Showing the range. At the Associated Press, Seth Borenstein and Carla Johnson took what the Sacramento Bee did a step further. They actually explained the full range of estimates that are being produced at any given time. And they also walked people through the real-time complications of modeling a pandemic as it is happening.
Their latest projection shows that anywhere from 49,431 to 136,401 Americans will die in the first wave, which will last into the summer. That’s a huge range of 87,000. But only a few days earlier the same team had a range of nearly 138,000, with 177,866 as the top number of deaths. Officials credit social distancing. The latest calculations are based on better data on how the virus acts, more information on how people act and more cities as examples. For example, new data from Italy and Spain suggest social distancing is working even better than expected to stop the spread of the virus.
Note what is happening here. People Italy and Spain changed their behavior and that had a dramatic impact on disease transmission. That, in turn, has in impact on the next wave of projections. It also changes those uncertainty bounds around the estimates — the range of 87,000 to 138,000 projected American deaths that they write about. Don’t be afraid to explain to your audience that the point of the estimate, the number that often appears in the headlines, is just one number in a wide range of estimates.
Describing alternative scenarios. Remember that 2.2 million U.S. deaths estimate that I mentioned earlier? When you go back to the source material, a study published by researchers at Imperial College London, you find something quite surprising. That prediction of 2.2 million deaths in the United States was presented without any uncertainty bounds:
In total, in an unmitigated epidemic, we would predict approximately 510,000 deaths in GB and 2.2 million in the US, not accounting for the potential negative effects of health systems being overwhelmed on mortality.
Nowhere in this 20-page paper did the researchers present a range around that frightening number. To put it in perspective, there are about 2.9 million deaths in the United States every year. For one virus to suddenly kill nearly as many people as all other causes combined was an incredibly bold statement and one that should have come with a range of possibilities around it.
Journalists, thankfully, stepped in to help provide the necessary context for their audience. The Washington Post’s William Booth dug into the paper and tried to explain that the 2.2 million death number was a worst-case scenario.
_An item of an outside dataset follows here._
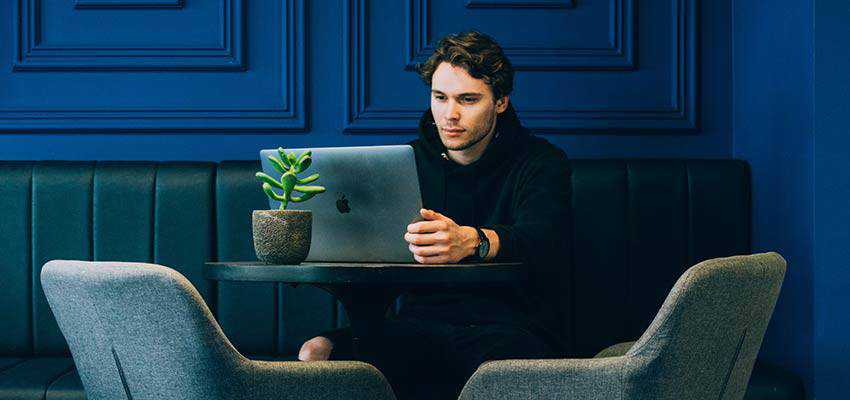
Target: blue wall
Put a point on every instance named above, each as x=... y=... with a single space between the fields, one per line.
x=772 y=114
x=601 y=79
x=832 y=196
The “what if we did nothing” number.
If Britain and the United States pursued more-ambitious measures to mitigate the spread of the coronavirus, to slow but not necessarily stop the epidemic over the coming few months, they could reduce mortality by half, to 260,000 people in the United Kingdom and 1.1 million in the United States.
Note that this U.S. figure is still orders of magnitude greater than what IHME and other research institutes have forecast. But this was early in the pandemic. Social distancing started happening even before strict measures were put in place, and the number of deaths, as a result, has been lower than previously expected.
This is why the kind of reporting done by Booth and the other journalists is so important. Forecasts are what researchers are seeing right now. But as data come in, those forecasts must change. Put another way, we can change the future. If people didn’t stay at home and instead continued to gather and increase transmission of the virus, those death counts would have been higher. Instead, they did stay home and are staying home. Death counts are lower.
By explaining that forecasts offer a range of possibilities, you help people see the range of possible routes a disease might take. In doing so, you are describing the uncertainty around the estimates, but you also are providing a higher level of certainty about the future than simply allowing people’s imaginations to run wild.